Organ culture studies as well as mammalian models have also shown that doxorubicin exerts harmful effects on vascular endothelium, leading to impaired vasodilatory response of arteries. It appears that administration of a single dose of doxorubicin in rabbits is associated with rapid deterioration of endothelium-dependent and independent vascular responses. Furthermore, administration of doxorubicin in humans is associated with acute reduction of flow-mediated dilatation in the brachial arteries and of nitric oxide level in the plasma. High-frequency ultrasound with enhanced contrast agents enables in vivo imaging and analysis of blood perfusion.

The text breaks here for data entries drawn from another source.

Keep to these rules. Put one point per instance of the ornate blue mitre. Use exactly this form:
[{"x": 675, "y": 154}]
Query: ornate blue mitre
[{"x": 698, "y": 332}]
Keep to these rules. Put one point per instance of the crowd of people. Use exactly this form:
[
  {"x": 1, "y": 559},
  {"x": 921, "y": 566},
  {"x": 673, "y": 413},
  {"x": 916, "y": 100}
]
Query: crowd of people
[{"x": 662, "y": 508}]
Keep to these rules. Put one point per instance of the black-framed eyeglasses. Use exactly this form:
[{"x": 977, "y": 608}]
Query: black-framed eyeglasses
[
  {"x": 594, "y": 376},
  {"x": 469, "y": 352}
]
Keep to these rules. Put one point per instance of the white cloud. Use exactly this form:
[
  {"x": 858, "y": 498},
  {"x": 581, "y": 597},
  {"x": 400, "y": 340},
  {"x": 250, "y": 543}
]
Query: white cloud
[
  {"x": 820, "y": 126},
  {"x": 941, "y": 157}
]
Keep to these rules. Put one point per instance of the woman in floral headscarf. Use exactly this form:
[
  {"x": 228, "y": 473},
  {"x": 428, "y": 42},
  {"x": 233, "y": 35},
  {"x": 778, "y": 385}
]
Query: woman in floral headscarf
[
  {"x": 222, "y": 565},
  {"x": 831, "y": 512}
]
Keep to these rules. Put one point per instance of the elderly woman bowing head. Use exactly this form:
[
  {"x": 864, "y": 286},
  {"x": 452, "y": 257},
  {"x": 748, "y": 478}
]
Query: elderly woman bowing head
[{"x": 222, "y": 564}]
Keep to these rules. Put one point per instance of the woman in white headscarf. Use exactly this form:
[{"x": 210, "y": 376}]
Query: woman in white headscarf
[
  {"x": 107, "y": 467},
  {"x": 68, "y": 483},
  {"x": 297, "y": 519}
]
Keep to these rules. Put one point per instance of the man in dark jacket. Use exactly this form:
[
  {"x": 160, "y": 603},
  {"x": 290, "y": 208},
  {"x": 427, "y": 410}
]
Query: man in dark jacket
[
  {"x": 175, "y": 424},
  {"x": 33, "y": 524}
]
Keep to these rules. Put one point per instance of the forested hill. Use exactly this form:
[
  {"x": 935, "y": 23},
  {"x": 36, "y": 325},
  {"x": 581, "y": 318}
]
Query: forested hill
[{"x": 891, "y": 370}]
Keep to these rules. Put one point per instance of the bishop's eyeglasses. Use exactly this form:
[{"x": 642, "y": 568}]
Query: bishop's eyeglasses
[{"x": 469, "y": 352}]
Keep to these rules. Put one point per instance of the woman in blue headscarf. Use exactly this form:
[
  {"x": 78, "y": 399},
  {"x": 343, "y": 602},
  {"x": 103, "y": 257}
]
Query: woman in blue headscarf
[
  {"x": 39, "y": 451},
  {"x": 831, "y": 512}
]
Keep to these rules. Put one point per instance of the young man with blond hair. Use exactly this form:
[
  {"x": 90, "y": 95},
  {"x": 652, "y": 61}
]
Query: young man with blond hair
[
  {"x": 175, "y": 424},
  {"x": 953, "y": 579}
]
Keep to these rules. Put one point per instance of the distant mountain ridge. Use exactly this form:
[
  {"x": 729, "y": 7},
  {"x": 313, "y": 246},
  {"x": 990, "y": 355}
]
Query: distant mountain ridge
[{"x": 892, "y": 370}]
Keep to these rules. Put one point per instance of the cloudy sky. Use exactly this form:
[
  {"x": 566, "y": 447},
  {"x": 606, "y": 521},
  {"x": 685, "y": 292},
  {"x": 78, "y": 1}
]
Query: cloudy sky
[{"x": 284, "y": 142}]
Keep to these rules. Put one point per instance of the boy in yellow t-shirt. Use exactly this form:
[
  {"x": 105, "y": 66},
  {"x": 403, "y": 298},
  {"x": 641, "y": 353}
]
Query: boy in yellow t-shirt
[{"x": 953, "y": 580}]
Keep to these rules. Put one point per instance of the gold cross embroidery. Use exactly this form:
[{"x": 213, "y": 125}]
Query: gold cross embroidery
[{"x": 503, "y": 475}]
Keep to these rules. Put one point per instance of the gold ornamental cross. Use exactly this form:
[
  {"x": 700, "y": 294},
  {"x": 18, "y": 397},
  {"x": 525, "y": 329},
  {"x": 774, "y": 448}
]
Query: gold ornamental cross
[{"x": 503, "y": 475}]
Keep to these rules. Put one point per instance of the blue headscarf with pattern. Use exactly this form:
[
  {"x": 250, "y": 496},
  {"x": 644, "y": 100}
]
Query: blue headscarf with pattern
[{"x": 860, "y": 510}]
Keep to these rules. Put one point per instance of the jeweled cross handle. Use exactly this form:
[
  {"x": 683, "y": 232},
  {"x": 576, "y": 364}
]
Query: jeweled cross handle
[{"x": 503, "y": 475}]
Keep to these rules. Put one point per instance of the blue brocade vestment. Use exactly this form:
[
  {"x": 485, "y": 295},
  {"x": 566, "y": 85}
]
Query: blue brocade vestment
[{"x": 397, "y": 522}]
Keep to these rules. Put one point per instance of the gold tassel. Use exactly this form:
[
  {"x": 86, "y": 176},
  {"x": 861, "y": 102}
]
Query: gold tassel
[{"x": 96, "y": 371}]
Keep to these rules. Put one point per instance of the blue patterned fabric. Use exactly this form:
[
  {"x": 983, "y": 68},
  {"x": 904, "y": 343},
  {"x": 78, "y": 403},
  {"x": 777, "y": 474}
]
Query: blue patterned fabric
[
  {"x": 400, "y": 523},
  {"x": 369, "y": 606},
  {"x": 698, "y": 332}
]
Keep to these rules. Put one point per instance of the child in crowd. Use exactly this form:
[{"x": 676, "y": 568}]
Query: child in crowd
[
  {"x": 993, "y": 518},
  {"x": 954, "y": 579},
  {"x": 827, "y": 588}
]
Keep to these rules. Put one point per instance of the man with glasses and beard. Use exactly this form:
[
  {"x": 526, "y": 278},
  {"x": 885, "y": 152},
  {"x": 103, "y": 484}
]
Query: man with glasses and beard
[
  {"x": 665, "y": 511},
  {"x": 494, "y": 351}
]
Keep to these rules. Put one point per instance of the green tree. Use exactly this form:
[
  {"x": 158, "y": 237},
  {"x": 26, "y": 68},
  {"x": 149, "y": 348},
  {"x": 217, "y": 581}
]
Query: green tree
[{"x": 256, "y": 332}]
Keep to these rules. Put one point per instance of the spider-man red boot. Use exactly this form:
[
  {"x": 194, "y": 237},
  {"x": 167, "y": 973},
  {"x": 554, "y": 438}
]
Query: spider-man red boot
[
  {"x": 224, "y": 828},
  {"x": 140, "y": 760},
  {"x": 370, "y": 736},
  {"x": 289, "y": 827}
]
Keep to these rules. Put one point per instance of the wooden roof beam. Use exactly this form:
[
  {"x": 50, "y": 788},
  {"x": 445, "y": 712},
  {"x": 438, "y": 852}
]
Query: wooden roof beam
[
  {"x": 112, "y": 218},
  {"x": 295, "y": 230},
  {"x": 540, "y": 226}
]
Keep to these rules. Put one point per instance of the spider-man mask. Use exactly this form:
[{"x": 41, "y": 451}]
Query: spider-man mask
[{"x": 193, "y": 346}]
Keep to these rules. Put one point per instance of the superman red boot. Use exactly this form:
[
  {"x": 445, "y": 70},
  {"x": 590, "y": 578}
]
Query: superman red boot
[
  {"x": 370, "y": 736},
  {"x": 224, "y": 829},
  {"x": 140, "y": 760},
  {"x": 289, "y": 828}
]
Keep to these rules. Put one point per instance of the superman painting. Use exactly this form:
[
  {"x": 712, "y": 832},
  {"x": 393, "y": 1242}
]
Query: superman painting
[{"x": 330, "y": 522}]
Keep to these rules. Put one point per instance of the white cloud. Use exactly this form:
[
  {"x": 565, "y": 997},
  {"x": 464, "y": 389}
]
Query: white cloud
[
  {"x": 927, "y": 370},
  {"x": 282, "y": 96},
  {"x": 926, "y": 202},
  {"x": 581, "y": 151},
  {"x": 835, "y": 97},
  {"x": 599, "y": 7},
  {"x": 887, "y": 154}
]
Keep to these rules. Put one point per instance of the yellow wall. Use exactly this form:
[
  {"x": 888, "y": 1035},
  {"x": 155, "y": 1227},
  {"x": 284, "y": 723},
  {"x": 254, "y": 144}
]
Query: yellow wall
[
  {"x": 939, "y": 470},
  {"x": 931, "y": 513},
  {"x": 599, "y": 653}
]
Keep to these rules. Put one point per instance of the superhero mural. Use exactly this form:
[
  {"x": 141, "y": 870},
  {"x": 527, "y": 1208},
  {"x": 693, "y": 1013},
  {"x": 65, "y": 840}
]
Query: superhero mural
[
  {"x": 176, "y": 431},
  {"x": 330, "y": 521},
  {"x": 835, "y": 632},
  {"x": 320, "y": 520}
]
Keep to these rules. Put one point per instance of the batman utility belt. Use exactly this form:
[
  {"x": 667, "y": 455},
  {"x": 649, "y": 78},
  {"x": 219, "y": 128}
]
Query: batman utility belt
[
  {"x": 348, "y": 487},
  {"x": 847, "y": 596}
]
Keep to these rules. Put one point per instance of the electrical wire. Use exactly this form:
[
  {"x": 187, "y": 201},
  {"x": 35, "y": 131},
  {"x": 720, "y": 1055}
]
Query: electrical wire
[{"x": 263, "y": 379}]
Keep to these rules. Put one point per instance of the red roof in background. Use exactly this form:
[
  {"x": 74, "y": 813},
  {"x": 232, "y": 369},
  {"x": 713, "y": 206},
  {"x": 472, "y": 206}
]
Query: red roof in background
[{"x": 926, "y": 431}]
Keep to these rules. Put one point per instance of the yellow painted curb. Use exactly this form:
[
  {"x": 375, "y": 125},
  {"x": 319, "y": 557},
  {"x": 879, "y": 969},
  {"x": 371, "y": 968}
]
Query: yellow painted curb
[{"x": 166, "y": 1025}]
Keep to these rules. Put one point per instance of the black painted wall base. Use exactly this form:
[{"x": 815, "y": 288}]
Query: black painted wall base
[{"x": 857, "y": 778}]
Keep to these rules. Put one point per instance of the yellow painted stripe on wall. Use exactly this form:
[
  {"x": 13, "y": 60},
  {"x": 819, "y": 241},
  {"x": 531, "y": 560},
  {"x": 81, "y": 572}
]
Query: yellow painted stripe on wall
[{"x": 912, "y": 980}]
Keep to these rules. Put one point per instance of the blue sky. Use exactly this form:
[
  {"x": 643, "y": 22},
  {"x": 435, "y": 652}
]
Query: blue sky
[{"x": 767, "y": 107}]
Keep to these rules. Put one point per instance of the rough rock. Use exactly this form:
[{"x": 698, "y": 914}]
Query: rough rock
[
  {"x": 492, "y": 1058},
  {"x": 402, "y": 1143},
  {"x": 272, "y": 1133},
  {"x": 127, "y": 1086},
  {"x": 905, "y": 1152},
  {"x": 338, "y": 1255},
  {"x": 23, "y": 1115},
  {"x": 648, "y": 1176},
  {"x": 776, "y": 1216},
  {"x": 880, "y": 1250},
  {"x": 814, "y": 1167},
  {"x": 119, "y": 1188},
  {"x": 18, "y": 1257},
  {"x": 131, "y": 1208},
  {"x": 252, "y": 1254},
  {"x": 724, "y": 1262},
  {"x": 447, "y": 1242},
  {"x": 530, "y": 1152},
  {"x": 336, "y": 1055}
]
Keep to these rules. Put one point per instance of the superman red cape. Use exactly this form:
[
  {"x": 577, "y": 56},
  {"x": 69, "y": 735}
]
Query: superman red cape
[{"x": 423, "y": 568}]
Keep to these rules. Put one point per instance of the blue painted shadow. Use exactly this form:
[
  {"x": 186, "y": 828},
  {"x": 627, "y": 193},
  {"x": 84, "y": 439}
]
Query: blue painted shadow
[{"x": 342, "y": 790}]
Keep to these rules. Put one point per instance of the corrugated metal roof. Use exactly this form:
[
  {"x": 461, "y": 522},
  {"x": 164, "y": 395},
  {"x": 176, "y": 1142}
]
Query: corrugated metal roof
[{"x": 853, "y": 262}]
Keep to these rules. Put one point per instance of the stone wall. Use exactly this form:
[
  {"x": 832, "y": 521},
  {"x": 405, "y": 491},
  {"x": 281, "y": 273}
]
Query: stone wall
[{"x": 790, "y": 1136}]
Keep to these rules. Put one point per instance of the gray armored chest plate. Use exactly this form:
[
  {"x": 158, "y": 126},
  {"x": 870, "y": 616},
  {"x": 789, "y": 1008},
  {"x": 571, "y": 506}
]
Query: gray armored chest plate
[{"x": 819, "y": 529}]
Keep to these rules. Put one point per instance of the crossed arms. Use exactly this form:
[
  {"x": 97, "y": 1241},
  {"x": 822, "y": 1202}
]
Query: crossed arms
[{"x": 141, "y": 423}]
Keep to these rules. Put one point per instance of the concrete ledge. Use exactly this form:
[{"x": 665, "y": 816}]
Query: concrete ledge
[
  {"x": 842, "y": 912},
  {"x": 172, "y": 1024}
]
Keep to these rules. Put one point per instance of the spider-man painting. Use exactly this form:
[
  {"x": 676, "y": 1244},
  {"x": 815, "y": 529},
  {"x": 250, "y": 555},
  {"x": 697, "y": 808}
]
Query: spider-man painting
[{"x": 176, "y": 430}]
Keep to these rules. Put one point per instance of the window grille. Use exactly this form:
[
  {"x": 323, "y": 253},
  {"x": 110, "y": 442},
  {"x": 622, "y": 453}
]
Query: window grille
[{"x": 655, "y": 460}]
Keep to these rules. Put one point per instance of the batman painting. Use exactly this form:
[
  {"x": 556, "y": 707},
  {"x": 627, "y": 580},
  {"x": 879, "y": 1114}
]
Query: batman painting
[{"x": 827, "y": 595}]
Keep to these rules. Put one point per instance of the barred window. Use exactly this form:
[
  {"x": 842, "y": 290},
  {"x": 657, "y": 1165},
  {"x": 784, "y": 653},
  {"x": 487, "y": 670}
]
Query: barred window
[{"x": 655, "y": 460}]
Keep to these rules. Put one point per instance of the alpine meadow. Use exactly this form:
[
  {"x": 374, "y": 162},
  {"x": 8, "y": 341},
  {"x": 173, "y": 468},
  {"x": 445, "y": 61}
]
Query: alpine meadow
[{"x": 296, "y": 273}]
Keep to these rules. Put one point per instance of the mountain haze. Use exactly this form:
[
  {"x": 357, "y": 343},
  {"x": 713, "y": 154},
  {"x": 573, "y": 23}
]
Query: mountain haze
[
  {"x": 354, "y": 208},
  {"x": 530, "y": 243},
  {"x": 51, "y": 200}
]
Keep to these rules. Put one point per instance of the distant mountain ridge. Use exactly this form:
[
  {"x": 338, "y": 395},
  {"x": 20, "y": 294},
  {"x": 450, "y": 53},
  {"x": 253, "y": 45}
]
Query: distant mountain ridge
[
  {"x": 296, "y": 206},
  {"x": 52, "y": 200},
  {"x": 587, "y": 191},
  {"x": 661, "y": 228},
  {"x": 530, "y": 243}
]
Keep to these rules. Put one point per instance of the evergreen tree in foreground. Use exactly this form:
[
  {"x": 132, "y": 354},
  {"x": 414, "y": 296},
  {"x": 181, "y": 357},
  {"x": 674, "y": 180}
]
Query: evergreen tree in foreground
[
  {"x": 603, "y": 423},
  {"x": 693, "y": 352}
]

Microbubbles are a contrast agent that enhances the acoustic signal of blood in the circulation; they are small enough to move freely through the bloodstream, and are used as markers for visualization and quantification of regional microvasculature. Fibred confocal fluorescence microscopy was designed for in vivo imaging of fluorescent signals in living animals. The FCFM with its optical mini-probes enables in vivo fluorescent visualization of microvasculature with a minimal invasive intervention. We have set up a platform of live, high-resolution molecular mice imaging, suitable for capturing vessels’ characteristics, arterial blood flow and organs blood volume. This imaging setup enables us to detect acute, real-time, treatment-induced effects within the same individuals and follow them over a period of time. Using both imaging tools, we could observe that doxorubicin had an effect on blood vessels already 3 minutes after administration. The acute reduction in gonadal and femoral blood flow and the impairment of the blood vessels wall may represent an acute universal doxorubicin-related vascular toxicity, an initial event in organ injury. Of all the chemotherapy-induced side effects, the direct vascular injury is the least characterized. The vascular endothelium is an essential barrier that protects the tissues integrity, regulates the homeostasis of water and solvents between the plasma and the tissues and plays a role in the regulation of arterial vasomotor tone. Impairment of the vascular endothelium may result in disintegration of the blood vessel wall and leakage of fluids from the blood into the extracellular matrix, compromising organ function. Studies addressing the vascular toxicity of certain chemotherapeutic agents indicated that they were more toxic to endothelial cells than to tumor cells.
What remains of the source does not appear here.